Like many baby’s, Ruby was so so so so so sleepy when she
was born and was a lazy nurser. Three of the days that Frank was home with me
after the baby was born I was sitting and nursing literally 10 hours each of
those 3 days. Also normal for a newborn. But each time I sat and nursed I would
fill with more and more anxiety about how much she was getting and if we would
make any progress on the scale at this rate. I had one week to make a mark in
her weight. Would we be able to do it?
I couldn’t help but think about our other 2 kids with CF at
her age. Maelee wasn’t even diagnosed with her CF until she was 6 weeks old and
in that time frame she gained weight at the normal, non CF child rate on breast milk alone. Then
after diagnosis and after she started enzymes her weight shot up like a rocket,
like steadily above 90th percentile for the full first year. Each
time we would talk with our nutritionist at the CF clinic she would start our
visit with “you need to realize and know that Maelee’s exceptional weight gain
is NOT normal for a CF child.” Even with the nutritionists steady reminders we
didn’t realize how not “normal” Maelee’s exceptional weight gain was until we
struggled so much with Orson’s weight gain 4 years later.
So there I sat in my gorgeous glider rocker, (that someone
that goes to church with my Mom gave to her to give to me and my Mom and I
re-upholstered together over the summer before the baby was born), thinking
about these 2 very different paths. We had planned on letting Ruby learn to
nurse that first week without shoving salty, enzyme filled applesauce into her
mouth before each feeding (since babies
can’t swallow pills you give them their enzymes without the capsule but rather
dumped out onto a tiny dollop of applesauce, they also need extra salt everyday
1/8th of a teaspoon so you need to sprinkle that on the applesauce
little by little with each feed as well DON'T even get me started on the foul
smelling liquid vitamins they have to take that stain everything they touch).
When we started to notice the oil in her diapers we knew we needed those
enzymes sooner than later (when a person
with CF is malabsorbing one of the signs of that triggering the need for a dose
adjustment in enzymes is literally orange oil in their stool).
So we started enzymes 3 days after she was born instead of
7. I started pumping everything and adding formula to whatever I didn’t get to
give her at least 3 or 4 ounces with each feed. I felt sick as I walked back to
the room with the nurse at the pediatrician’s office the next week. She told me
to undress Ruby for the scale.

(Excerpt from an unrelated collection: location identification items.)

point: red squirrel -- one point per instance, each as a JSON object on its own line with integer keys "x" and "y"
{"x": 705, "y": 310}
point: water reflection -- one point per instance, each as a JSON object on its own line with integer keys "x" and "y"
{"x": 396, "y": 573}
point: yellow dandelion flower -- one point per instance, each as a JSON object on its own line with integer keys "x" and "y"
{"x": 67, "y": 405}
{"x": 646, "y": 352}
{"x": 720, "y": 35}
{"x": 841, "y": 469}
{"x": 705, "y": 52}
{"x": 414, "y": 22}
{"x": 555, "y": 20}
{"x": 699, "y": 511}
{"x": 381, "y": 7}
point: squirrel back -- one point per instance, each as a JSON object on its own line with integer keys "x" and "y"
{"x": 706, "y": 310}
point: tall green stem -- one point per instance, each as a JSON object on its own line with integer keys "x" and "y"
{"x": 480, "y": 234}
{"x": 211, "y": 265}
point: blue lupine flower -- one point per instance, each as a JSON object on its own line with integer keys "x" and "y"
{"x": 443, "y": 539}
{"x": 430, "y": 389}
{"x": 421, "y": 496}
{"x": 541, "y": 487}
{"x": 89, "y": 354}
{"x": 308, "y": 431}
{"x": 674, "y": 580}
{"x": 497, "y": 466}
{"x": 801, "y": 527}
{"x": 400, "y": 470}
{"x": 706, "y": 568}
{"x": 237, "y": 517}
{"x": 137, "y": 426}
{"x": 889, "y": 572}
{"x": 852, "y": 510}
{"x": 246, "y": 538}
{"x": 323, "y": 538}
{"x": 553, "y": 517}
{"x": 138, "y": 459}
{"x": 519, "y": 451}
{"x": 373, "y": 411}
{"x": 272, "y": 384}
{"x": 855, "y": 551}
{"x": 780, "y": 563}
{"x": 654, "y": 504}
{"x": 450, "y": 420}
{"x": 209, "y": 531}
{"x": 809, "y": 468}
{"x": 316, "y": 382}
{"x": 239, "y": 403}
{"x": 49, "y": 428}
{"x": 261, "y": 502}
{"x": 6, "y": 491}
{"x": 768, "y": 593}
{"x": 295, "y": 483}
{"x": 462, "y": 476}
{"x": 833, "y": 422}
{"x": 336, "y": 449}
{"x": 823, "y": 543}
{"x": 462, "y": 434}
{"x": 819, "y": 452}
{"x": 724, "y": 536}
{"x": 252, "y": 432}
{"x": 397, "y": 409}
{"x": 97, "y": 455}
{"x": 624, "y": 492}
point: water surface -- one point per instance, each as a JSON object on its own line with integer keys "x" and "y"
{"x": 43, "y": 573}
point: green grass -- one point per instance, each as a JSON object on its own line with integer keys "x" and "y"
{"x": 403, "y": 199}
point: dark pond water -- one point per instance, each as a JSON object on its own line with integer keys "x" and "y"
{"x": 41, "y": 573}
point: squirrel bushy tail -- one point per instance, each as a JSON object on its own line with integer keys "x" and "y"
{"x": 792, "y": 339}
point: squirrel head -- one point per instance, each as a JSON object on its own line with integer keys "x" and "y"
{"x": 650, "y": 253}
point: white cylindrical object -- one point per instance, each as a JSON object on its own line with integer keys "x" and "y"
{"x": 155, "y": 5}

My breath was held. I would be happy with
anything above 8 pounds, just please don’t slip further down. We had included
Ruby in every family prayer, the kids in their personal prayers, and Frank and
I in ours as well. My mom had put Ruby’s name on the prayer roll at the temple.
The nurse kept tapping the scale back and forth to finally land on 8 pounds and
12 ounces. She did it! She got the help she needed and she gained her birth
weight back! My poor pediatrician wasn’t expecting to find me in such an
emotional way when he came in the room for Ruby’s exam after her weight check.
Luckily the poor guy has probably seen his fair share of new mom’s crying in
his office. Tears of joy of course, gratitude, and release of anxiety. Every
day since the appointment I watch her and am sure that I see her cheeks getting
a teensy but chubbier each day. I hope they are anyway.
Sorry Ruby but unfortunately the pressure is on like it or
not. But either way the scale goes we know you aren’t doing it alone. You are a
daughter of a Heavenly Father who loves you and you love Him. He will be right
there with you for all the ups and downs on that darn scale.